While environmental science students do spend a fair amount of time in the lab and in the field, they should also be prepared to do some writing.

Students working towards an environment-related career should be good at multi-tasking. Their post-secondary program will have them working in the lab and field, and writing a fair share of papers. Since the required studies are multidisciplinary, students will be taking classes from departments all over campus.

Environmental science students usually take a combination of the earth sciences: physics, geology, geography, meteorology, mathematics, chemistry and biology. Computer science classes are also common. In the larger picture, a diverse range of courses gives students the tools to develop scientific solutions to the earth's problems.

Environmental studies programs, on the other hand, look at ways humans interact with the environment. Students concentrate on political, social, economic, legal, cultural and ethical factors related to the environment. They also learn about the scientific basics of environmental issues.

Derreck Seidler is an environmental studies student. After graduation, he hopes to become a policy advisor in the government or a green consultant in the private sector. His ambition is to help develop a more sustainable way of building our homes and cities.

Seidler enjoys the interdisciplinary approach of the environment program. "It pulls courses from different departments, allowing for a very unique experience in education not common in other faculties," he says.

Arushi Sharma is an environmental studies student at the University of Pennsylvania. She wants to pursue public policy and law. "I'd like to work for international agencies dealing in environmental policymaking, human rights and development," she says.

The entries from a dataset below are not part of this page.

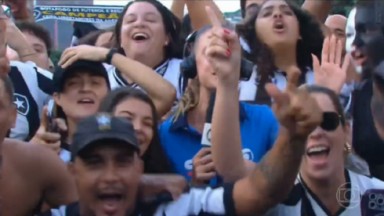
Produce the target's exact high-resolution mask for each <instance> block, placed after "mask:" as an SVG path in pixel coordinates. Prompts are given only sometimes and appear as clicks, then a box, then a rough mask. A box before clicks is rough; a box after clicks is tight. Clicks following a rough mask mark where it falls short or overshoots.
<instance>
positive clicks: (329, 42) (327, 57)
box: [321, 37, 330, 62]
mask: <svg viewBox="0 0 384 216" xmlns="http://www.w3.org/2000/svg"><path fill="white" fill-rule="evenodd" d="M329 40H330V38H329V37H326V38H324V42H323V50H322V51H321V61H322V62H329V43H330V41H329Z"/></svg>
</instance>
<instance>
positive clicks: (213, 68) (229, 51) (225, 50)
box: [205, 7, 241, 87]
mask: <svg viewBox="0 0 384 216" xmlns="http://www.w3.org/2000/svg"><path fill="white" fill-rule="evenodd" d="M206 12H207V14H208V17H209V19H210V23H211V25H212V29H211V30H210V31H209V32H208V33H207V34H208V42H207V43H208V45H207V48H206V50H205V54H206V56H207V58H208V60H209V62H210V63H211V65H212V67H213V69H214V72H215V73H216V75H217V77H218V79H219V82H224V83H225V84H232V85H234V86H236V87H237V85H238V81H239V78H240V65H241V47H240V41H239V37H238V35H237V34H236V32H235V31H232V30H229V29H226V28H223V27H222V24H221V21H220V19H219V18H218V17H217V15H216V13H215V12H214V11H213V10H212V9H211V8H210V7H206Z"/></svg>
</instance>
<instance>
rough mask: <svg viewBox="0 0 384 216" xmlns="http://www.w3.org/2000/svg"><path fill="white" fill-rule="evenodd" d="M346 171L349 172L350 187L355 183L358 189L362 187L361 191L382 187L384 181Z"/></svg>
mask: <svg viewBox="0 0 384 216" xmlns="http://www.w3.org/2000/svg"><path fill="white" fill-rule="evenodd" d="M348 172H349V176H350V180H351V183H352V187H354V185H356V186H358V187H359V188H360V189H362V192H364V191H365V190H368V189H384V182H383V181H381V180H379V179H377V178H374V177H371V176H365V175H361V174H357V173H355V172H353V171H350V170H349V171H348Z"/></svg>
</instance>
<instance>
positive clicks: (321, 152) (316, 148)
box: [306, 146, 330, 158]
mask: <svg viewBox="0 0 384 216" xmlns="http://www.w3.org/2000/svg"><path fill="white" fill-rule="evenodd" d="M329 152H330V148H329V147H327V146H313V147H310V148H308V149H307V152H306V155H307V156H308V157H309V158H315V157H316V158H319V157H327V156H328V155H329Z"/></svg>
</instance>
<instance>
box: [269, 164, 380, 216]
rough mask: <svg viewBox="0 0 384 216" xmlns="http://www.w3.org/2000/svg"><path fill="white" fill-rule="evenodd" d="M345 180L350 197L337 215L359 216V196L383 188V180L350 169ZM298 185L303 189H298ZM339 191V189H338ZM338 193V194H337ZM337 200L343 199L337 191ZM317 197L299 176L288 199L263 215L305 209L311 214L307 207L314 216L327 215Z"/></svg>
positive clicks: (339, 211) (298, 185)
mask: <svg viewBox="0 0 384 216" xmlns="http://www.w3.org/2000/svg"><path fill="white" fill-rule="evenodd" d="M346 174H347V176H346V178H347V182H350V183H351V184H350V188H349V189H347V190H350V191H351V196H350V197H351V198H350V201H349V204H346V206H345V208H343V209H341V210H340V211H339V214H338V215H339V216H361V206H360V199H361V196H362V195H363V194H364V193H365V192H366V191H367V190H369V189H384V182H382V181H380V180H378V179H376V178H370V177H367V176H363V175H359V174H356V173H354V172H352V171H347V172H346ZM300 187H301V188H303V189H304V192H303V190H300ZM340 192H341V191H340ZM338 195H340V196H338ZM304 196H306V197H307V200H308V201H309V204H305V203H306V202H305V201H304ZM335 196H338V199H339V200H343V199H344V194H343V193H340V194H339V193H337V194H335ZM322 206H323V205H322V204H321V203H320V201H319V199H318V198H317V197H316V195H315V194H313V193H312V192H310V191H309V190H308V188H307V187H306V186H305V185H303V183H302V180H301V179H300V177H298V178H297V180H296V183H295V186H294V188H293V190H292V191H291V193H290V195H289V197H288V199H287V200H286V201H285V202H284V203H281V204H279V205H277V206H275V207H274V208H273V209H271V210H270V211H269V212H268V213H267V214H266V215H265V216H287V215H289V216H296V215H297V216H299V215H302V214H303V211H304V209H306V210H307V211H306V214H307V215H308V216H312V215H311V214H310V213H308V212H310V211H308V209H312V210H313V213H314V214H315V215H316V216H328V214H327V213H326V212H327V210H326V209H324V208H323V207H322Z"/></svg>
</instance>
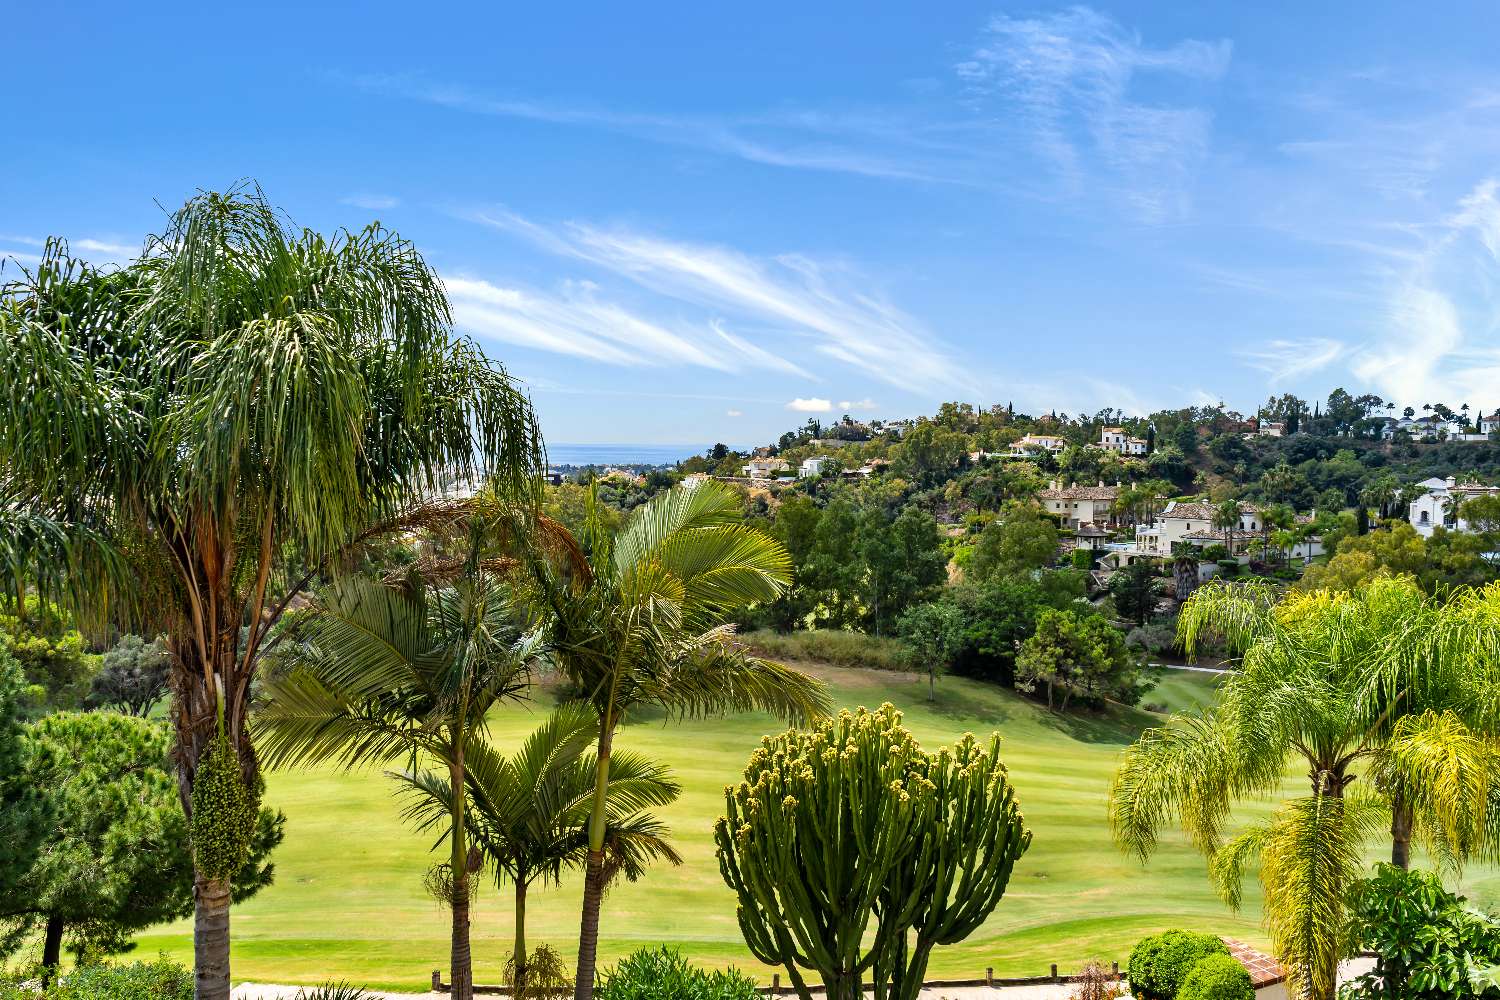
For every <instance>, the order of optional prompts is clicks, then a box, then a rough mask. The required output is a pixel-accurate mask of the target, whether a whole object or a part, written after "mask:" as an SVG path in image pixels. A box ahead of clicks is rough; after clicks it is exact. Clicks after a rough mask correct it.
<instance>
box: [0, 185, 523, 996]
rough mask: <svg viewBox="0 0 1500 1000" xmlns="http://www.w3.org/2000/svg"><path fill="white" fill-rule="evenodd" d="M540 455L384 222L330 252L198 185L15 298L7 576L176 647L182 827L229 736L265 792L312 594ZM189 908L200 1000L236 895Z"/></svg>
mask: <svg viewBox="0 0 1500 1000" xmlns="http://www.w3.org/2000/svg"><path fill="white" fill-rule="evenodd" d="M538 453H540V445H538V441H537V432H535V421H534V418H532V414H531V408H529V405H528V403H526V400H525V397H523V396H522V394H520V393H517V390H516V388H514V385H513V384H511V381H510V379H508V378H507V376H505V373H504V372H502V370H501V369H499V367H498V366H495V364H493V363H490V361H489V360H487V358H486V357H484V355H483V354H481V352H480V351H478V349H477V348H475V346H474V345H471V343H468V342H466V340H462V339H458V337H455V336H453V333H452V322H450V315H449V304H447V298H446V295H444V291H443V286H441V283H440V280H438V277H437V274H435V273H434V271H432V270H431V268H429V267H428V265H426V264H425V262H423V259H422V256H420V255H419V253H417V252H416V249H414V247H413V246H411V244H410V243H407V241H405V240H401V238H399V237H396V235H395V234H392V232H389V231H386V229H381V228H380V226H369V228H366V229H362V231H359V232H339V234H336V235H333V237H324V235H320V234H317V232H311V231H306V229H296V228H293V226H290V225H288V222H287V220H285V219H284V217H282V216H281V214H279V213H276V211H275V210H273V208H272V207H270V205H269V204H266V201H264V199H263V198H261V195H260V192H245V190H236V192H229V193H226V195H217V193H204V195H199V196H196V198H193V199H192V201H189V202H187V204H186V205H184V207H183V208H181V210H180V211H177V213H174V214H172V216H171V219H169V220H168V225H166V229H165V232H163V234H160V235H157V237H151V238H150V240H147V244H145V249H144V252H142V255H141V256H139V258H138V259H136V261H133V262H132V264H127V265H126V267H124V268H121V270H113V271H101V270H95V268H92V267H89V265H87V264H84V262H81V261H78V259H75V258H72V256H69V253H68V250H66V247H65V246H62V244H57V243H52V244H49V246H48V249H46V252H45V253H43V259H42V261H40V264H37V267H36V268H34V271H28V273H27V271H23V274H21V277H20V279H18V280H13V282H10V283H6V285H3V286H0V565H3V567H5V568H7V570H9V571H10V574H12V577H13V579H12V580H10V582H9V583H10V586H12V588H21V586H26V585H27V582H28V583H30V585H33V586H37V588H40V589H43V591H48V592H49V594H51V595H63V597H68V598H69V600H71V601H72V603H74V606H75V607H77V610H78V612H80V613H81V615H84V616H86V618H93V619H113V621H115V622H118V624H121V625H127V627H129V628H130V630H132V631H139V633H145V634H156V633H163V634H165V636H166V637H168V646H169V649H171V655H172V711H171V718H172V724H174V727H175V736H177V750H175V753H174V762H175V763H177V778H178V793H180V799H181V802H183V808H184V810H186V811H189V813H190V811H192V802H193V787H195V784H196V781H198V771H199V762H202V760H205V759H208V757H210V754H208V751H210V750H211V748H213V747H214V745H217V744H219V742H220V739H222V741H225V742H226V744H228V748H229V751H231V753H233V760H234V762H237V763H239V772H240V774H239V778H237V780H239V783H240V784H243V787H245V790H246V792H249V793H252V795H254V790H255V789H257V787H258V781H260V775H258V765H257V757H255V753H254V750H252V747H251V741H249V738H248V730H246V715H248V709H249V693H251V685H252V681H254V678H255V672H257V660H258V654H260V651H261V649H263V648H264V646H266V639H267V634H269V631H270V630H272V628H273V627H275V624H276V621H278V618H279V616H281V613H282V610H285V609H287V607H288V604H290V601H291V600H293V598H294V597H296V594H297V592H299V591H300V589H302V588H305V586H306V585H308V582H309V580H312V579H315V577H317V576H318V574H320V573H323V571H326V570H329V568H330V567H338V565H339V556H341V555H342V552H344V550H345V547H347V546H348V544H350V543H351V541H354V540H356V538H359V537H362V535H369V534H371V532H374V531H378V529H380V528H383V526H384V528H387V529H395V528H401V526H402V525H405V523H407V520H408V519H410V517H413V514H414V511H416V510H417V508H420V507H422V505H423V502H425V498H426V496H429V495H431V492H432V490H434V489H435V487H437V484H438V483H441V481H443V478H444V477H449V475H453V474H459V475H472V477H486V475H496V477H499V478H502V480H504V481H505V483H508V484H510V486H511V487H514V489H517V490H519V489H525V487H526V484H529V483H531V481H532V480H534V472H535V469H537V466H538ZM220 720H222V721H220ZM220 735H222V736H220ZM213 759H219V757H217V756H213ZM201 819H202V823H195V825H193V826H195V828H199V829H207V828H210V826H213V825H214V823H216V819H217V817H201ZM195 900H196V924H195V934H193V939H195V964H196V994H198V997H199V999H204V1000H226V999H228V996H229V937H228V919H229V916H228V913H229V912H228V907H229V886H228V882H226V880H225V879H220V877H214V876H213V874H211V873H208V871H205V870H202V868H201V867H199V870H198V874H196V883H195Z"/></svg>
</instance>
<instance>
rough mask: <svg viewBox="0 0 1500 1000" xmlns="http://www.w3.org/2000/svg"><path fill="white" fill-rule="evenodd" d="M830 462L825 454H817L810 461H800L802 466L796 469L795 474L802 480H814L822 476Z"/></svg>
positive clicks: (805, 460) (831, 459) (815, 479)
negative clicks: (797, 475)
mask: <svg viewBox="0 0 1500 1000" xmlns="http://www.w3.org/2000/svg"><path fill="white" fill-rule="evenodd" d="M829 462H832V459H829V457H828V456H826V454H817V456H813V457H811V459H802V465H799V466H798V468H796V474H798V475H799V477H801V478H804V480H816V478H817V477H819V475H822V474H823V469H825V468H826V466H828V463H829Z"/></svg>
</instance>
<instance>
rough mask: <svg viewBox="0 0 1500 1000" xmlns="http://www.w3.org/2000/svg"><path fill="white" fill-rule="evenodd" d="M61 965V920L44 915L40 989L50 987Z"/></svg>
mask: <svg viewBox="0 0 1500 1000" xmlns="http://www.w3.org/2000/svg"><path fill="white" fill-rule="evenodd" d="M62 964H63V918H60V916H57V915H55V913H48V915H46V936H45V937H43V939H42V988H43V990H45V988H46V987H49V985H52V979H55V978H57V969H58V966H62Z"/></svg>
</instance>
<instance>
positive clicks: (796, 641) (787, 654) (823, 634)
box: [744, 628, 912, 670]
mask: <svg viewBox="0 0 1500 1000" xmlns="http://www.w3.org/2000/svg"><path fill="white" fill-rule="evenodd" d="M744 642H745V643H747V645H750V646H751V648H753V649H754V651H757V652H760V654H762V655H765V657H769V658H772V660H819V661H822V663H831V664H832V666H835V667H868V669H871V670H910V669H912V654H910V648H909V646H907V645H906V643H903V642H900V640H898V639H885V637H880V636H867V634H864V633H855V631H841V630H837V628H817V630H813V631H798V633H784V634H783V633H774V631H768V630H757V631H753V633H745V636H744Z"/></svg>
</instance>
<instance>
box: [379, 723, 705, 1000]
mask: <svg viewBox="0 0 1500 1000" xmlns="http://www.w3.org/2000/svg"><path fill="white" fill-rule="evenodd" d="M597 741H598V714H597V712H595V711H594V708H592V706H591V705H586V703H568V705H562V706H559V708H558V709H556V711H555V712H553V714H552V715H550V718H547V721H546V723H543V724H541V727H540V729H537V730H535V732H534V733H532V735H531V736H529V738H526V742H525V744H523V745H522V747H520V750H519V753H516V754H514V756H511V757H505V756H502V754H498V753H495V750H492V748H490V747H489V745H487V744H484V742H478V744H474V745H472V747H471V748H469V756H468V769H466V772H465V780H466V783H468V798H469V807H468V823H469V828H471V831H472V832H471V837H472V840H474V844H475V846H477V847H478V849H480V852H481V853H483V856H484V859H486V861H487V862H489V865H490V867H492V870H493V873H495V882H496V885H504V882H505V880H507V879H508V880H510V882H511V885H513V886H514V892H516V945H514V949H513V957H511V961H513V963H514V978H513V981H511V996H516V997H520V996H523V994H525V993H526V973H528V961H526V892H528V889H529V888H531V885H532V883H535V882H537V880H541V882H543V883H547V882H550V883H553V885H555V883H558V882H561V879H562V874H564V873H565V871H568V870H577V868H583V867H585V865H586V864H588V819H589V813H591V805H592V798H594V763H595V762H594V754H592V748H594V745H595V742H597ZM396 777H398V778H399V780H401V781H404V783H405V784H407V786H408V790H410V792H411V798H413V802H411V807H410V808H408V811H407V813H408V816H410V817H413V819H417V820H420V823H422V829H434V828H438V826H443V825H446V823H452V801H453V784H452V781H450V780H449V778H447V777H446V775H441V774H438V772H432V771H425V772H420V774H411V772H407V774H401V775H396ZM679 792H681V786H678V784H676V781H673V780H672V778H670V777H669V774H667V771H666V768H663V766H661V765H657V763H654V762H651V760H646V759H645V757H642V756H639V754H631V753H619V751H616V753H613V754H610V757H609V801H607V816H606V825H607V829H606V837H604V868H606V871H607V873H610V874H622V876H624V877H625V879H628V880H631V882H633V880H636V879H639V877H640V876H642V874H643V873H645V870H646V867H648V865H649V864H651V862H652V861H666V862H670V864H673V865H676V864H681V856H679V855H678V853H676V850H673V849H672V846H670V844H669V843H667V840H666V838H667V829H666V826H664V825H661V822H660V820H657V819H655V817H654V816H651V814H649V813H648V811H646V810H649V808H654V807H661V805H669V804H672V802H673V801H675V799H676V796H678V793H679ZM446 835H447V834H446Z"/></svg>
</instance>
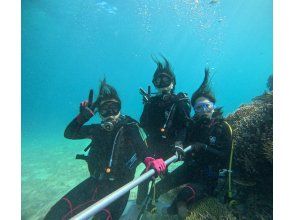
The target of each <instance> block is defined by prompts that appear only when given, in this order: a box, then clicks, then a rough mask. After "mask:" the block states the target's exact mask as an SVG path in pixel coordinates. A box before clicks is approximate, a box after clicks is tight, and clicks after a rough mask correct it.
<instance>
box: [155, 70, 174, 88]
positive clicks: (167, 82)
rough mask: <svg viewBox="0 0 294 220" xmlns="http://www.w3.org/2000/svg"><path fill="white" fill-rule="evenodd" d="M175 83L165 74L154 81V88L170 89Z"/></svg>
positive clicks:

As a student of environmental studies, Sharma is majoring in economics and international relations and minoring in organizations and environmental management. "I think about the same issue from three different angles, all of which are equally relevant," she says.

Financial, human and environmental impacts all factor into her education. "This minor really helps me understand the triple bottom line -- humans, the environment, and interactions between them."

Sharma's classes range from environmental risk analysis in engineering to environmental politics and law. Taking such varied classes means a lot of study time. Seidler studies about three to six hours a week for each course.

"Outside of classes, I spend about five to 11 hours per day [studying]. That's actually much less than the time spent by many of my peers," Sharma says.

Textbooks can be expensive, especially for science classes. You can save a lot of money by buying books used or from online bookstores.

How to Prepare

Sharma advises that fundamental skills will help you out in college more than subject knowledge in a specific field.

"Take part in classes that involve analytical thinking, math, voicing different opinions, dealing with heavy material in short amounts of time, writing research papers. In activities, look for things where you have leadership, not just a member role," she advises.

There may be science prerequisites necessary to enter programs, so check admission requirements carefully.

"Almost any interest can be developed [in] the environmental faculty, so bring what interests you the most and find your niche in the program," says Seidler.